中国武術家が「兵に常勢無し」から学べることがたくさんあります。その一つが、固定化した練習カリキュラムの弊害です。

中国武術は練習場は外なので、練習場所へ出入りする際に頭を下げたりあげたりするような概念はないですし、わざわざみんなそろって老師に挨拶したりもしません。

後輩が後でくる、老師がさきにいなくなる、何も言わずに誰も来ていない、などは普通です。ですから練習外の形式が膠着化することはありませんが、練習カリキュラム自体を固定化してしまうと悪弊が発生します。

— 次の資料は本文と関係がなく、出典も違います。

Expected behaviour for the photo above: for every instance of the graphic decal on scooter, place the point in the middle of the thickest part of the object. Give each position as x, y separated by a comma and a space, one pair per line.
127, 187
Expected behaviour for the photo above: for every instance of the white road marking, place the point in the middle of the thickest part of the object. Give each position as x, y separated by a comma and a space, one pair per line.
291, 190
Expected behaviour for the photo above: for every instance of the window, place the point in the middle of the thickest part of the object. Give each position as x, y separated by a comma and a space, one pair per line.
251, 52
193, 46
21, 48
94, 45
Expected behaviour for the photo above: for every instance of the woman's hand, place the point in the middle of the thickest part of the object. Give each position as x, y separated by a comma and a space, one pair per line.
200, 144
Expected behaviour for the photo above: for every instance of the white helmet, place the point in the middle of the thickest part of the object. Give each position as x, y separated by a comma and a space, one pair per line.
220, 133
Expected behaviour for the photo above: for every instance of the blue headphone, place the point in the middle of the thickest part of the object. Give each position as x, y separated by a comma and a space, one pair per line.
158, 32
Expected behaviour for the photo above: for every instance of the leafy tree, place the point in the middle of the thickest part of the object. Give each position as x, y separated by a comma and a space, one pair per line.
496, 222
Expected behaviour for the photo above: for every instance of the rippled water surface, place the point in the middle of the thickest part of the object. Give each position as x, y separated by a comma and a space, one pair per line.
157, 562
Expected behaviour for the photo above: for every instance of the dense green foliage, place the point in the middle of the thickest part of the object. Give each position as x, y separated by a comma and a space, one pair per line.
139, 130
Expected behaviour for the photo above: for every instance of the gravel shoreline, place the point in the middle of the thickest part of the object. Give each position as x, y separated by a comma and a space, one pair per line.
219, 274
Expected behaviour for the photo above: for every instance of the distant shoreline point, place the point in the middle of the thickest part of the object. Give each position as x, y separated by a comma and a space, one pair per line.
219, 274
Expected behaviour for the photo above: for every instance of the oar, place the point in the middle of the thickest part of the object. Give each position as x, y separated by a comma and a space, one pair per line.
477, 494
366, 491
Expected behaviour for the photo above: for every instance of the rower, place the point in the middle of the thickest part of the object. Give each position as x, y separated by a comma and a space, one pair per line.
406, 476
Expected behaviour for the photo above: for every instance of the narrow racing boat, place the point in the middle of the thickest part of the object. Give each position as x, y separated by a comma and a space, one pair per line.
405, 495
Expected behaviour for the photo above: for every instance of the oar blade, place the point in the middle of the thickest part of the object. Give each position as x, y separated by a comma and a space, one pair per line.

これをやった後に、これをやって、そのあとこれをやって終了、というように老師が指導していたものをそのまま模倣することに終始することは進歩と発展、工夫からは到底かけ離れたものです。

実際の現場ではどのようなことは予想できず、戦場に完全に同一の条件と瞬間は二度と現れないのと同じように練習の体調、タイミング、環境で完全に同一の瞬間は二度と訪れません。それを理解して、常勢なし、つまり最適な練習体系には定まった形式は存在しないことを、兵は常勢無し、は我々に教えてくれています。「形式ばった練習は通用しない」ということですね。

套路の形に捕らわれる

兵に常勢無し、つまり実際に人間と人間が対峙する状態、または一対一、複数対複数、フィールドには定まった形式は存在しません。ですからその定まらないことのために、固定化した振付けの羅列を練習しても、そんなには意味はありません。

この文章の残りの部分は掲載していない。